7. Section 18, Acts 1971, Ch. 1076, provides as follows: Any existing ordinance, by-law, resolution or other legislation of a county, municipality or other jurisdiction within the commonwealth establishing the offense of public intoxication or any equivalent offense is hereby repealed. No county, city, town or other political subdivision of the commonwealth shall adopt any law, ordinance, by-law, resolution or regulation having the force of law which provides that public intoxication or being found in any place in an intoxicated condition shall constitute an offense, a violation of the subject of criminal or civil penalties or sanctions of any kind or in any way inconsistent with the provisions of chapter one hundred and eleven B of the General Laws.
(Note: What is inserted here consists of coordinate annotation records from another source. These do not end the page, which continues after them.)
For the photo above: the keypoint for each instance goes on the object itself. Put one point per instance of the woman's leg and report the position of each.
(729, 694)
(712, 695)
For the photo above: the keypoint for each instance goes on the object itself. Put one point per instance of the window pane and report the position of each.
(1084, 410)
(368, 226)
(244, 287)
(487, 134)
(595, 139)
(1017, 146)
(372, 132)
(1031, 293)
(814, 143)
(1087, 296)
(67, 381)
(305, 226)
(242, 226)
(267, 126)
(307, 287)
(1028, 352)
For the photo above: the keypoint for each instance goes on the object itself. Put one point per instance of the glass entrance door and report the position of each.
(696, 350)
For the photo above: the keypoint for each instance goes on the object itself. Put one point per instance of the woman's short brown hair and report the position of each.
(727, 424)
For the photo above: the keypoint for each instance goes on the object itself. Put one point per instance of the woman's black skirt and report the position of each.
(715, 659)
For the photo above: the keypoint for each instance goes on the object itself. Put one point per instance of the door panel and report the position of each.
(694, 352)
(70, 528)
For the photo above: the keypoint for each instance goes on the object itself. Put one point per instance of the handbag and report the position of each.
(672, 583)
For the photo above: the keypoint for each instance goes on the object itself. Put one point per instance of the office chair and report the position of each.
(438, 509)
8. Chapter 111b, § 7 provides for examination by a physician if there is any concern about the health or immediate treatment needs of an incapacitated person and section 4 contains the following language: The department [of Health] shall coordinate matters affecting alcoholism in the commonwealth, shall establish and conduct a program for the treatment of intoxicated persons and alcoholics . . . their rehabilitation and the prevention of alcoholism . . . .

9. Following the jury instructions, counsel for Veiga objected to the court's definition of "disorderly" properly preserving this issue for appeal.

10. We acknowledge that such a detention would not necessarily violate the First Amendment of the federal Constitution; under the prevailing view of the free speech clause, the government may in some contexts impose reasonable restrictions on the time, place and manner of speech so long as those restrictions are made without reference to the content of the regulated speech. R.A.V. v. City of St. Paul, 120 L. Ed. 2d 305, 112 S. Ct. 2538, 2544 (1992); Ward v. Rock Against Racism, 491 U.S. 781, 791, 105 L. Ed. 2d 661, 109 S. Ct. 2746 (1989). But the negative freedom afforded by the First Amendment may not in itself provide a positive justification for a Fourth Amendment invasion. Furthermore, we recognize, without deciding, that under certain circumstances, yelling at the police could be a statutorily proscribed breach of the peace and be a legitimate basis for detention. In the present case, however, screaming at the police, without more, was not a legitimate reason for detaining Veiga under the Fourth Amendment. See Duran, 904 F.2d at 1377 (detention of individual yelling profanities at police, without more, is not a legitimate reason for police interference with personal autonomy). There are specific statutory and common law provisions that regulate breaches of the peace. It seems to us that Chapter 111B is not one of them and should not be used to curtail such behavior. In any event, no evidence was presented to suggest that Veiga did in fact breach the peace. No evidence suggested that any neighbors complained or that a single light went on in any of the nearby apartment buildings as a result of Veiga's presence in the parking lot.